Intellectual challenges: Children who are immersed in informal quantitative reasoning come to more formal math tasks, at a later age, with much greater ease. Similarly, children who are asked to give reasons for their thinking, or speculate about the past and future, are well positioned to learn various kinds of logic and argument.

So here's the plan.

Teach young children arithmetic, a task that would probably take 20 minutes a day through the end of third grade. Spend the extra time on reading, and on the kinds of play that involve abstract thinking and problem solving.

For young children, this could include building blocks, dominoes and playing store. For older children -- chess, Minecraft, cryptography and the mental puzzles that can be found in a few outstanding math books, as well as in the brain teaser section of many supermarkets. Ask students to come up with reasons and evidence for what they say, and engage in serious sustained arguments with one another.
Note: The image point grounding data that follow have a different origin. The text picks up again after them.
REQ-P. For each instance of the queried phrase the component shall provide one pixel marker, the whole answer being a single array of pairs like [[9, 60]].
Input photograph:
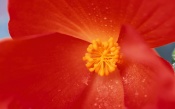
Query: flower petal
[[43, 72], [144, 73], [105, 93], [92, 19]]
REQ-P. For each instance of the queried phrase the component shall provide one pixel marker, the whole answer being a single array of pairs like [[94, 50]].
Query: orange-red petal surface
[[105, 93], [144, 74], [88, 19], [42, 73]]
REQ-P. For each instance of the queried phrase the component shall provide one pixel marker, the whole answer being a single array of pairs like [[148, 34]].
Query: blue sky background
[[164, 51]]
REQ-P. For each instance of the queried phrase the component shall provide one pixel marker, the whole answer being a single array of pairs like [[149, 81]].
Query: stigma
[[102, 57]]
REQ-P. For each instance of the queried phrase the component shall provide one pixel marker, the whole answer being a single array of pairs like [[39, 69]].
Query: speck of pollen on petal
[[102, 57]]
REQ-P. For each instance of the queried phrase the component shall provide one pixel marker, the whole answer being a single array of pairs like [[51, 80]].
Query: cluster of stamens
[[102, 56]]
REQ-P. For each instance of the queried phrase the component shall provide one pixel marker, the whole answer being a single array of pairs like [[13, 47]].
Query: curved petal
[[104, 92], [91, 19], [145, 75], [43, 72]]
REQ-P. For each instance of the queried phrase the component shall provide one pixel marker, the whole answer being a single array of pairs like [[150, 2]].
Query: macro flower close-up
[[87, 54]]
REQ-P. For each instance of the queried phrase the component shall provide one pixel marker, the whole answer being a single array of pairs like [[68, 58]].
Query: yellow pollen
[[101, 57]]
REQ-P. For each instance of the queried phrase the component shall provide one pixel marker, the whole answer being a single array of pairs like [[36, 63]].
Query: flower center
[[101, 57]]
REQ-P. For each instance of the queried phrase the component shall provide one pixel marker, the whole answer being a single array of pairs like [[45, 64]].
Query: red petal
[[43, 72], [105, 93], [143, 71], [91, 19]]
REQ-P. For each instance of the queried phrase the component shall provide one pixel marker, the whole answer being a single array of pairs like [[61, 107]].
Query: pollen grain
[[101, 57]]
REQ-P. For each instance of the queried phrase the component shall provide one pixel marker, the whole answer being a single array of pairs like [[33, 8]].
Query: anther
[[102, 57]]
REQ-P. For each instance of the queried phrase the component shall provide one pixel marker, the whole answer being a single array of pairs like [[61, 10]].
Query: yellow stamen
[[102, 56]]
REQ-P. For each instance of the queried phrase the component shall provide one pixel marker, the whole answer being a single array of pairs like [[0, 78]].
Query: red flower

By about ninth grade, those drawn to mathematics could take interesting, rigorous classes. Others could pursue subjects more suited to their interests and strengths. Teachers who love math could offer activities as a way of teaching good thinking rather than as an obligatory form of preparation for future math classes. Those who are adept at some other way of teaching good thinking would be free to do so.

Teachers and students alike would no longer be locked into a compulsory curriculum that is too much for some, too little for others, and leads very few children to true mathematical ability. We would give up little of worth, and make more room for truly valuable learning.

Susan Engel, a senior lecturer in psychology at Williams College, is the author of "The Hungry Mind: The Origins of Curiosity in Childhood."